M-dex 0.1.1, Mangadex Rest API written in Crystal (Contributors and Testers needed!)

Hi y’all! Yesterday I started doing this project shard called M-dex. It’s a REST API client library that pulls data straight from Mangadex site. This project was started when I want to create a better front-end client using MangaDex’s data. Turns out that at that same period the lead dev of MD announced their plans for a public REST API in which until today it hasn’t been released in the public so it sparked an interest for me to do this.

For those who don’t know (and not weebs), MangaDex is a popular website for reading Japanese mangas. One of the key things I liked about it is that it has a huge library/catalog of manga titles compared to others. And it’s a perfect use case for creating a REST API so why not?

Anyways, I used myhtml shard for scraping the HTML data and the built-in HTTP standard library from Crystal. The codebase right now is insane/dirty and would find ways to utilize and share methods from each endpoints and anytime soon I would seek contributions from you guys in order to make it easier to maintain.

Here’s an example for you guys:

require "m-dex"

mangadex = Mdex::Client.new

puts mangadex.manga(5) # Manga ID for Naruto

When compiled, it would show you this:

{
  "cover_photo": "https://mangadex.org//images/manga/5.jpg?1526016755",
  "name": "Naruto",
  "id": 5,
  "alternate_names": [
    "NARUTO",
    "NARUTO -ナルト-",
    "นินจาคาถาโอ้โฮเฮะ",
    "ナルト",
    "火影忍者",
    "狐忍",
    "나루토"
  ],
  "author": "Kishimoto Masashi",
  "artist": "Kishimoto Masashi",
  "demographics": [
    "Shounen"
  ],
// .. }

Pretty neat and easy.

I am also launching a public API just to test this and so that you could use it in various applications. It’s just a Kemal web app that maps to the endpoints of M-dex. I’m needing testers for this API so that I can test the limits/performance of the Crystal app under heavy loads.

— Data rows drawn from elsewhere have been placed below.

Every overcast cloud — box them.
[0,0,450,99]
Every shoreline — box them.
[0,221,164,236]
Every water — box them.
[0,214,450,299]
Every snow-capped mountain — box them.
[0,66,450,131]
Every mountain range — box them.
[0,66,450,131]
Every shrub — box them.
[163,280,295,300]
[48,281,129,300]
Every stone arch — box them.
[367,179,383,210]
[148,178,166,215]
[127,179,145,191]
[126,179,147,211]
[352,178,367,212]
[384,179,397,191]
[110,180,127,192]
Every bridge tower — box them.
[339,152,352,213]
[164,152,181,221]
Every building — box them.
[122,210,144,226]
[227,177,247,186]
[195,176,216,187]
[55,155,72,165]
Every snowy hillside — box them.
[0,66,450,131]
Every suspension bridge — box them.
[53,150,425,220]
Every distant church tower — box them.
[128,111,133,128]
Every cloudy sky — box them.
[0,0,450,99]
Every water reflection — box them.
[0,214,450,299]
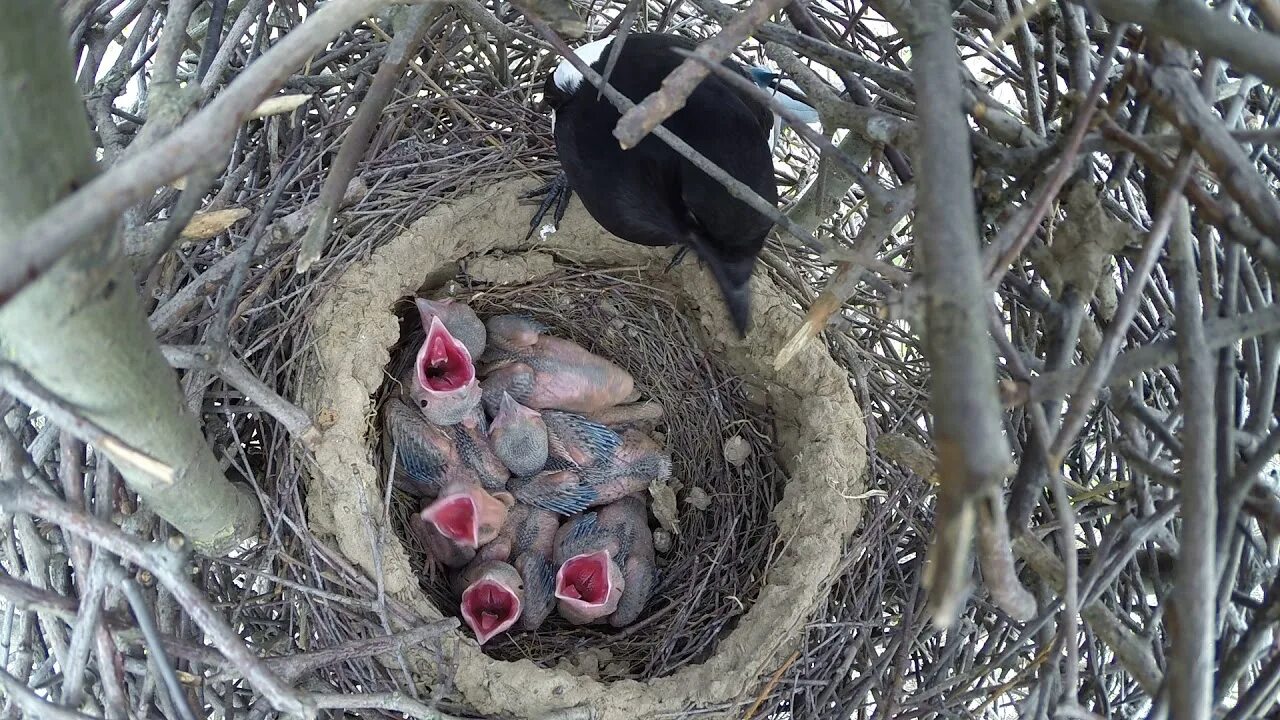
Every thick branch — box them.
[911,0,1010,626]
[0,0,261,553]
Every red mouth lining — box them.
[462,580,520,637]
[426,495,477,544]
[556,553,609,605]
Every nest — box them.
[375,266,785,680]
[295,178,865,717]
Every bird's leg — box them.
[520,170,573,240]
[662,245,689,274]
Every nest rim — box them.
[296,181,867,717]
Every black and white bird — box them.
[534,33,778,337]
[746,65,822,147]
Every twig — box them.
[670,46,890,206]
[975,487,1036,623]
[0,667,97,720]
[987,23,1125,284]
[1169,151,1228,720]
[308,693,461,720]
[113,566,196,720]
[1079,0,1280,87]
[0,480,311,717]
[1047,150,1196,458]
[1001,299,1280,407]
[529,15,823,252]
[0,361,175,484]
[1014,533,1164,696]
[0,0,440,305]
[911,0,1010,628]
[160,345,320,447]
[613,0,791,150]
[742,650,800,720]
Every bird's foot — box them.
[520,172,573,240]
[662,245,689,274]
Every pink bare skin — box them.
[483,315,635,414]
[413,297,488,359]
[406,316,481,425]
[554,495,658,626]
[489,392,547,477]
[460,560,525,644]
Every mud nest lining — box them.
[372,268,785,680]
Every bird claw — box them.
[520,172,573,241]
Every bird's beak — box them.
[556,550,626,618]
[461,578,522,644]
[415,315,476,393]
[422,492,480,547]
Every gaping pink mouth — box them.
[422,493,480,547]
[415,318,476,392]
[556,550,613,609]
[462,579,521,644]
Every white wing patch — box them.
[554,35,613,94]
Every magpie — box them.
[530,33,778,337]
[748,65,822,147]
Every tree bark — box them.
[0,0,261,553]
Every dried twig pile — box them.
[0,0,1280,720]
[373,269,782,680]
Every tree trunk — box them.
[0,0,261,553]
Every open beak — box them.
[556,550,622,618]
[413,316,476,395]
[422,492,480,547]
[461,578,522,644]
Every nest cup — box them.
[301,176,867,719]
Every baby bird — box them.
[458,559,525,644]
[413,297,488,360]
[507,410,671,515]
[412,315,481,425]
[462,502,559,637]
[408,504,476,568]
[449,405,511,489]
[421,473,516,550]
[383,395,509,497]
[483,315,635,414]
[554,495,658,628]
[489,392,547,477]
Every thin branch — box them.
[0,479,314,717]
[0,0,433,305]
[613,0,791,150]
[294,0,445,273]
[1001,299,1280,407]
[114,566,196,720]
[1169,148,1228,720]
[529,15,823,252]
[0,667,97,720]
[160,345,320,447]
[1073,0,1280,87]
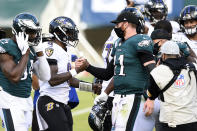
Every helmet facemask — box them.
[179,5,197,36]
[150,8,166,24]
[54,26,79,47]
[12,19,42,46]
[145,0,168,24]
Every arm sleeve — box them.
[86,59,114,80]
[147,75,161,100]
[33,56,51,81]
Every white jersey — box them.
[102,30,118,96]
[39,42,71,104]
[151,65,197,127]
[145,21,180,36]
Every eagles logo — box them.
[45,48,54,57]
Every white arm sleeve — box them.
[33,56,51,81]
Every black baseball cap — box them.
[150,29,172,40]
[111,12,138,24]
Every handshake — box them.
[75,58,90,73]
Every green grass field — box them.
[0,75,95,131]
[0,91,94,131]
[0,73,155,131]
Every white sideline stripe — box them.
[72,107,92,116]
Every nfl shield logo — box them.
[45,48,54,57]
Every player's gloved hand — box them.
[33,36,43,53]
[75,58,89,73]
[16,32,29,55]
[94,91,108,105]
[92,83,102,95]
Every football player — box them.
[174,5,197,55]
[0,13,51,131]
[76,8,155,131]
[144,0,180,36]
[36,16,101,131]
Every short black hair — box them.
[154,20,172,34]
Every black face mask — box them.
[153,41,161,56]
[114,27,124,39]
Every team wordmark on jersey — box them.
[138,40,151,47]
[45,48,54,57]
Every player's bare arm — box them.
[0,49,30,83]
[49,62,84,86]
[105,79,114,95]
[69,77,102,95]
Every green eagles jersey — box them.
[0,39,35,98]
[112,34,153,94]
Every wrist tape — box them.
[69,69,77,77]
[79,82,92,92]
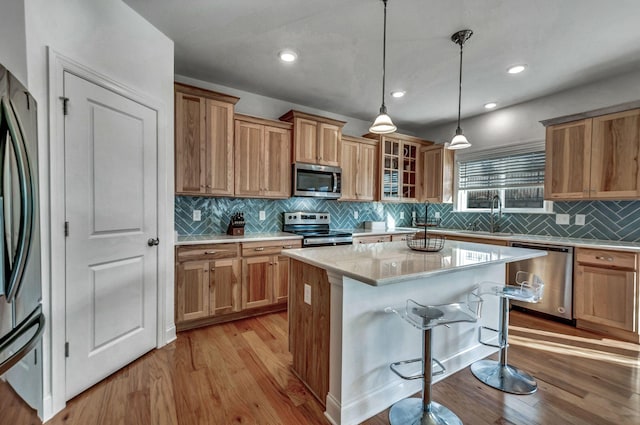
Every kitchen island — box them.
[283,241,545,425]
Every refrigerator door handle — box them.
[0,96,33,303]
[0,305,44,375]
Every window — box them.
[455,142,552,213]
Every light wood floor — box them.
[5,312,640,425]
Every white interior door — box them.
[63,72,158,400]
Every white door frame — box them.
[44,47,176,421]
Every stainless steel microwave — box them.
[292,162,342,199]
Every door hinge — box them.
[60,96,69,115]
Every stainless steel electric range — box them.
[283,212,353,248]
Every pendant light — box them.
[447,30,473,149]
[369,0,397,134]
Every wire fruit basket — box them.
[407,232,444,252]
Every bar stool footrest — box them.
[389,358,447,381]
[478,326,509,349]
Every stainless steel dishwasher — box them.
[507,242,573,320]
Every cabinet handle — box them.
[596,255,613,261]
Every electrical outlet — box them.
[304,283,311,305]
[556,214,569,224]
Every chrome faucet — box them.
[489,195,502,233]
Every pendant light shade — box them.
[369,0,397,134]
[447,30,473,149]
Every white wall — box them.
[176,75,375,136]
[23,0,175,418]
[0,0,27,86]
[420,71,640,151]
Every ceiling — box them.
[124,0,640,133]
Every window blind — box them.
[458,151,545,190]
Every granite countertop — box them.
[351,227,640,252]
[175,232,302,246]
[282,241,546,286]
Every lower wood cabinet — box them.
[573,248,639,342]
[175,239,302,330]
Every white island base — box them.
[286,241,544,425]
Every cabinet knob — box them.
[596,255,613,261]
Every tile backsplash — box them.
[175,196,640,242]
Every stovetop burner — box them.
[283,212,353,247]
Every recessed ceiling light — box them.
[278,50,298,63]
[507,65,527,74]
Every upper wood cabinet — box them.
[419,145,455,203]
[545,109,640,200]
[340,135,378,201]
[235,114,291,198]
[280,110,345,167]
[174,83,239,195]
[364,133,433,202]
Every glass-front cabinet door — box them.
[381,136,419,201]
[381,137,402,201]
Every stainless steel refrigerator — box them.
[0,65,44,412]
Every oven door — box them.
[292,162,342,199]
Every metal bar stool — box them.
[385,292,482,425]
[471,271,544,394]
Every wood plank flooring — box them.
[5,312,640,425]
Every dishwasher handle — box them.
[510,242,573,253]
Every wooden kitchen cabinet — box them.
[235,114,291,198]
[418,145,455,204]
[175,239,302,331]
[573,248,639,342]
[340,136,378,201]
[176,261,209,323]
[242,239,302,309]
[545,109,640,200]
[280,110,345,167]
[364,133,433,202]
[175,83,239,196]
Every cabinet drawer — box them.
[242,239,302,257]
[576,248,637,270]
[176,243,239,262]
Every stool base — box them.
[389,398,462,425]
[471,360,538,394]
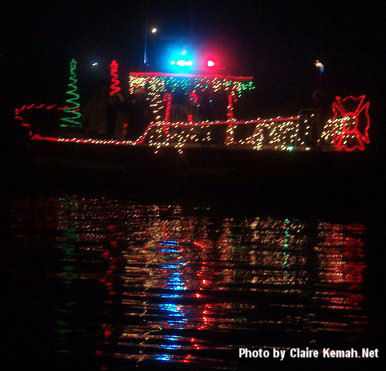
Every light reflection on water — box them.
[11,196,368,370]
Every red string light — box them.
[110,59,121,97]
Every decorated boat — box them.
[11,59,377,192]
[15,59,370,154]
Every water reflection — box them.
[11,196,369,370]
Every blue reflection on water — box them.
[155,240,187,362]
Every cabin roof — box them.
[129,72,253,81]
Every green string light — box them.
[60,58,82,128]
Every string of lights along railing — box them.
[15,96,370,153]
[60,58,82,128]
[15,58,370,153]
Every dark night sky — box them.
[0,0,385,147]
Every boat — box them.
[15,60,380,198]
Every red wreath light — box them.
[332,95,370,152]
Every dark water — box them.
[3,195,383,370]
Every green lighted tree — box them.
[60,58,82,128]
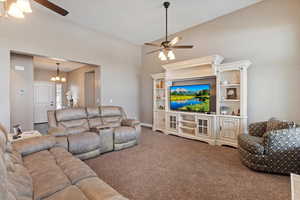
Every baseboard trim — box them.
[141,123,153,128]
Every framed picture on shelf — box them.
[226,88,237,99]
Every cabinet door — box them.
[156,112,166,131]
[167,113,178,132]
[220,117,240,140]
[197,117,211,136]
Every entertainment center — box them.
[152,55,251,147]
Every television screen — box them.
[170,84,211,112]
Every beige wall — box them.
[67,65,101,106]
[10,54,34,130]
[0,10,141,130]
[140,0,300,123]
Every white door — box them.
[34,82,56,123]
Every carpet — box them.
[85,128,291,200]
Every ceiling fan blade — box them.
[34,0,69,16]
[172,45,194,49]
[147,48,163,55]
[145,43,161,47]
[169,37,182,46]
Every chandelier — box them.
[0,0,32,18]
[50,63,67,82]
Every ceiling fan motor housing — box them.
[164,1,170,8]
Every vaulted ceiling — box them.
[34,0,261,44]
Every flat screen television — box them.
[170,84,211,113]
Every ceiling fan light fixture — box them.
[168,50,176,60]
[7,3,24,19]
[158,51,167,61]
[17,0,32,13]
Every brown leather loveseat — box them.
[48,106,141,160]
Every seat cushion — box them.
[58,119,90,135]
[56,108,87,122]
[45,185,88,200]
[68,132,100,154]
[23,151,71,199]
[266,118,289,132]
[238,134,265,155]
[115,126,137,144]
[76,178,127,200]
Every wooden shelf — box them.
[179,120,197,124]
[220,83,240,87]
[179,126,196,130]
[221,99,241,102]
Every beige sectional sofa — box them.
[48,106,141,160]
[0,127,126,200]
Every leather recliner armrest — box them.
[121,119,141,127]
[48,127,68,137]
[12,135,56,156]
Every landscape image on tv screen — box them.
[170,85,210,112]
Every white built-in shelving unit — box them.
[152,55,251,147]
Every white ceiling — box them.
[33,56,86,72]
[34,0,261,44]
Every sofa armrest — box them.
[48,127,68,137]
[12,136,56,156]
[121,119,141,127]
[238,134,264,155]
[263,128,300,155]
[248,122,267,137]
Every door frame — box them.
[33,81,56,125]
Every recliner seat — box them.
[48,106,141,159]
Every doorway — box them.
[34,81,56,124]
[84,71,96,106]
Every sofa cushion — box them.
[86,107,101,119]
[238,134,265,155]
[56,108,87,122]
[100,106,124,117]
[13,136,56,156]
[76,178,127,200]
[266,118,289,132]
[50,148,97,184]
[115,126,137,144]
[23,151,71,199]
[58,119,89,135]
[68,132,100,154]
[54,136,69,150]
[7,164,33,199]
[45,185,89,200]
[102,116,122,128]
[89,117,103,129]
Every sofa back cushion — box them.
[100,106,126,127]
[0,125,33,199]
[58,119,89,135]
[56,108,87,122]
[56,108,89,135]
[266,118,289,132]
[86,107,103,128]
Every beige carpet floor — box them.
[86,128,291,200]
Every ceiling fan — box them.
[0,0,69,18]
[145,2,194,61]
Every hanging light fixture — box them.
[50,63,67,82]
[0,0,32,18]
[17,0,32,13]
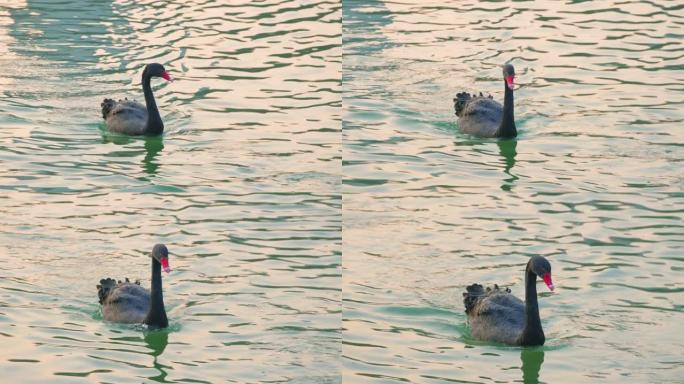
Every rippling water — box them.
[343,1,684,383]
[0,0,342,383]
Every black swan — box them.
[97,244,171,328]
[463,256,553,346]
[100,63,171,135]
[454,64,518,138]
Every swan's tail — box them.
[97,277,140,304]
[454,92,492,117]
[463,284,511,313]
[100,99,116,120]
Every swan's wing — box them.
[103,100,147,135]
[456,97,503,137]
[468,287,525,344]
[102,279,150,323]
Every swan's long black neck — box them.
[143,258,169,328]
[497,79,518,138]
[143,74,164,135]
[518,265,546,345]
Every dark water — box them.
[343,1,684,383]
[0,1,341,383]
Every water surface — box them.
[0,0,341,383]
[343,1,684,383]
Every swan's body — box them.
[463,256,553,345]
[454,64,518,138]
[97,244,170,328]
[101,64,171,135]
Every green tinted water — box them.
[343,1,684,383]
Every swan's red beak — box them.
[542,273,553,291]
[159,257,171,273]
[505,76,515,90]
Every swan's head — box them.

Let me know what you think!

3 Likes

I’m assuming you’re scraping the site and storing the data in some database to serve? Or are you scraping the html on each request? On some of the larger data sets, like https://mangadex-api.herokuapp.com/title/999, it took almost 25 seconds to return the data. It might be worth looking into using some sort of cacheing mechanism + Etags to ease the load.

Also might want to implement some validation, https://mangadex-api.herokuapp.com/title/-1 causes things to bomb out and return CSS/JS.

Otherwise, is good to see some projects utilizing Crystal.

EDIT: Their actual API by comparision takes around 300ms for the same title (https://mangadex.org/api/manga/999).

Hi thanks for your feedback!

  1. In the meantime, it scrapes the HTML for every request. Will try to look into integrating Redis for caching requests.
  2. It really takes a while for titles with larger data sets since it scrapes and at the same time execute another API request directly from the Mangadex API for fetching chapter images. I’ll separate this.
  3. Woah, didn’t noticed that. Thanks for the tip!

Cool sounds good. Yea caching seems like a good idea for this as it prob wont change often so could go with large cache period. Also might be able to leverage async queues to do the scraping, so that could happen periodically without affecting the load times of the data. However that would make more sense if you were also storing the data yourself. Wouldn’t really help if you didn’t have a full copy of their data all the time as kicking off an async task on an HTTP request that wants the data wouldn’t be useful.